La Californie a beau s’être dotée de règles très strictes en matière de normes anti-pollution automobiles, on ne peut faire de même au Québec. Pourquoi? Tout simplement parce que cette juridiction en matière environnementale appartient au Gou­vernement fédéral du Canada. Contraire­ment à la Constitution américaine qui prévoit une juridiction très large en matière de compétences législatives pour les États, le régime fédéral canadien est construit à l’inverse en donnant beaucoup de pouvoir à Ottawa. Ce partage des pouvoirs est encadré principalement au sein des articles 91 et 92 de la Constitution canadienne. Ainsi, le pouvoir de réglementer les émissions polluantes des automobiles ne regarde aucunement la Ministre Beauchamp qui tente de faire de la propagande libérale avec une fausse bonne nouvelle. La véritable nouvelle, et c’est ce qui est le Comble du ridicule pour la Ministre Beauchamp, c’est le Gouvernement fédéral qui a déjà déposé un projet de loi concernant la réglementation des émissions automobiles en 2006, et ce projet de loi est toujours à l’étude à la Chambre des Com­munes! Il s’agit du projet de loi C-30 (Clean Air Act). La juridiction fédérale est claire à ce sujet, et même le Bloc québécois n’a pas remis ce point en doute lors des débats à la Chambre.

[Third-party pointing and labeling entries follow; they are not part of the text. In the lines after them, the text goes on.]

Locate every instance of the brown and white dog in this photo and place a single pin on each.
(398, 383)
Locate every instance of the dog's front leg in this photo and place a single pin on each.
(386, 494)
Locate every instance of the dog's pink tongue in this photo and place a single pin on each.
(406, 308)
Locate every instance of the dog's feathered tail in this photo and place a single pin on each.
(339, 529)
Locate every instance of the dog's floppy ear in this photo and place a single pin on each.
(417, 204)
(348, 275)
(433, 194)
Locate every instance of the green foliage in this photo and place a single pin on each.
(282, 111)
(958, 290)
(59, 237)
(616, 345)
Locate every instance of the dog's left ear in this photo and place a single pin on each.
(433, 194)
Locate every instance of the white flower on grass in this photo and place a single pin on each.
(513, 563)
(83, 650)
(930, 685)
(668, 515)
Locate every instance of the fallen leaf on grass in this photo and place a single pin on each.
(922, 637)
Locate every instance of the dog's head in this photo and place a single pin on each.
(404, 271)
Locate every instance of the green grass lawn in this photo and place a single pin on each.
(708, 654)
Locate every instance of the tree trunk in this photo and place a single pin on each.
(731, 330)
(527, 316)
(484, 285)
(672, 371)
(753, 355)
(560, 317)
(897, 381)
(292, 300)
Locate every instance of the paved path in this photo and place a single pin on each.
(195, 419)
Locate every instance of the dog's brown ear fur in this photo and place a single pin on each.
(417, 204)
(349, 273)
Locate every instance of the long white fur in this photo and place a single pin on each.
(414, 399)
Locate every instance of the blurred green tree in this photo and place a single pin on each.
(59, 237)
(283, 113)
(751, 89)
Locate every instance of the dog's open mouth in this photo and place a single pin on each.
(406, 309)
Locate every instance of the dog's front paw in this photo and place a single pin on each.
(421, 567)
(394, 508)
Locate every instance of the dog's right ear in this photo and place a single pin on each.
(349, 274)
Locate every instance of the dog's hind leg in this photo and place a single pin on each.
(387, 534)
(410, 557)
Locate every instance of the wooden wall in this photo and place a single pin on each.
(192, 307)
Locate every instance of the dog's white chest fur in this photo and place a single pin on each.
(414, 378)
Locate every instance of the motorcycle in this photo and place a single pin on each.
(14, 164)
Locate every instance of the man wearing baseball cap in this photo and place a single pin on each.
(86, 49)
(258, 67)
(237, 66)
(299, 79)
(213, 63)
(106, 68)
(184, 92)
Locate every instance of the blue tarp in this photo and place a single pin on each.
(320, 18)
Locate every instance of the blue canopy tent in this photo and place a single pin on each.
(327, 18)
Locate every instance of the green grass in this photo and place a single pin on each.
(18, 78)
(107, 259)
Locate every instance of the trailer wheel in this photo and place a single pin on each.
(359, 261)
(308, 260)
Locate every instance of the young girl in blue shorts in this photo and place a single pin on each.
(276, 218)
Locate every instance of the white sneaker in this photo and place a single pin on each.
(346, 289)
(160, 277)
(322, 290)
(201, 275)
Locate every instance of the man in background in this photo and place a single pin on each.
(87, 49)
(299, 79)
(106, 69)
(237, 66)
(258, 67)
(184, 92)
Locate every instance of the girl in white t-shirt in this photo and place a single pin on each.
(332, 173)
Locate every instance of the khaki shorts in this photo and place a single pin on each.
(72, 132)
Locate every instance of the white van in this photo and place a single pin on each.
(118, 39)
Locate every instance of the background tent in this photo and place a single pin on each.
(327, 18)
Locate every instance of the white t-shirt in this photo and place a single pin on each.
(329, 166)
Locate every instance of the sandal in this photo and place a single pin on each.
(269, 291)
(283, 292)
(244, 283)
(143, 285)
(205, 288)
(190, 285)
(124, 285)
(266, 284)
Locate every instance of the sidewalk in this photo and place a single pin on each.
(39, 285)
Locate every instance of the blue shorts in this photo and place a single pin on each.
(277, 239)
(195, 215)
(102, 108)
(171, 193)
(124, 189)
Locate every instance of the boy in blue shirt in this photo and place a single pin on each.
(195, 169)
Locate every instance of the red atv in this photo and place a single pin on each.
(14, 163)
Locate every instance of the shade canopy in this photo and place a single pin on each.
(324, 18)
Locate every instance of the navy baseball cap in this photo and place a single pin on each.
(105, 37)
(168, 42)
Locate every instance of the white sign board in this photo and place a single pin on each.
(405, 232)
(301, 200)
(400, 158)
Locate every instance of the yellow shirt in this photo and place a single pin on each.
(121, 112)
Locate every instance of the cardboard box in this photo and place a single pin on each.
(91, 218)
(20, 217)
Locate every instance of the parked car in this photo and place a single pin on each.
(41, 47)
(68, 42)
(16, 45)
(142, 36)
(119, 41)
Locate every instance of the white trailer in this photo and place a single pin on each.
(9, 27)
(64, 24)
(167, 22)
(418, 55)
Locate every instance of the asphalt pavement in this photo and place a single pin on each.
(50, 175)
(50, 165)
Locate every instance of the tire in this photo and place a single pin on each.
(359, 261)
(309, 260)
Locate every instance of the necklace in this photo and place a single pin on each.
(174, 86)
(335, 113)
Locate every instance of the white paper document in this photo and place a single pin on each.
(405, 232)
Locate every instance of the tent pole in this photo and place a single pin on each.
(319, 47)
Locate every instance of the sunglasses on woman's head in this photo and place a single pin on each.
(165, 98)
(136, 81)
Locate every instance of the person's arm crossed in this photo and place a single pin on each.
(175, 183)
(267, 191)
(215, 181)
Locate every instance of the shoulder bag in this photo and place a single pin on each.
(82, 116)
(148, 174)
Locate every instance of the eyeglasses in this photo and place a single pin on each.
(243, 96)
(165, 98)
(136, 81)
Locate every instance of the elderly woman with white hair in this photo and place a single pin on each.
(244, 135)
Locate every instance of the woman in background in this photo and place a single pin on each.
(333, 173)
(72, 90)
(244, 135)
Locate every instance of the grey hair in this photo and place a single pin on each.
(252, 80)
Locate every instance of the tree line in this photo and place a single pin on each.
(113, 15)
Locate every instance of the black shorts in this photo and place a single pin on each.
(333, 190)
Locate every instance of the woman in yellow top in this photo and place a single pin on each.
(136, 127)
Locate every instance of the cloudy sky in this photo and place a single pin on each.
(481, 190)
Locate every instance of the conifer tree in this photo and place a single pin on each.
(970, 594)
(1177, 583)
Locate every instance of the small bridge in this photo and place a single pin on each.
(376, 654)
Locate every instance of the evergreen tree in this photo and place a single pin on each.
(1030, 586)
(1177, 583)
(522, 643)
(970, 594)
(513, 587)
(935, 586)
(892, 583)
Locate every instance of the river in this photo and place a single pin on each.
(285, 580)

Pas un journaliste n’a relancé la Ministre à Bali sur cette fausse bonne nouvelle. La Ministre dit des «niaiseries» politiques et ne maîtrise pas ces dossiers. Elle aurait du savoir qu’elle ne peut légiférer sur cette question d’aucune façon. Encore une fois, nous faisons face à un exemple d’incompétence politique ou de supercherie afin de nous prouver «…que le Gouvernement de Charest a à cœur l’environnement.» Enfin, la présence de la Délé­gation québécoise à Bali aura coûté une petite fortune en fonds publics pour absolument RIEN. Saviez-vous qu’il en coûte environ 3 000$ pour un billet d’avion aller-retour Montréal-Bali en classe économique? Les trois quarts des membres de la Délégation du Québec n’auraient même pas eu les moyens personnels de se payer cette aventure écolo-politique. De la véritable pouffiasse à son meilleur. Imaginez la scène: Québec débar­que à Bali dans le but de devenir le «pain in the ass» du Fédéral … comme disent les Anglais. Qu’aura rapporté la diplomatie de couloir de Charest et Beauchamp à Bali? RIEN. On se claque un voyage à Bali sur le bras des contribuables pour régler nos différends avec Ottawa en matière environnementale. Peut-on faire nos réunions à Ottawa ou Québec, ça coûte moins cher et on ne passe pas pour des fous aux yeux de la communauté internationale. Bien évidemment, Ottawa est moins glamour que Bali… j’en conviens.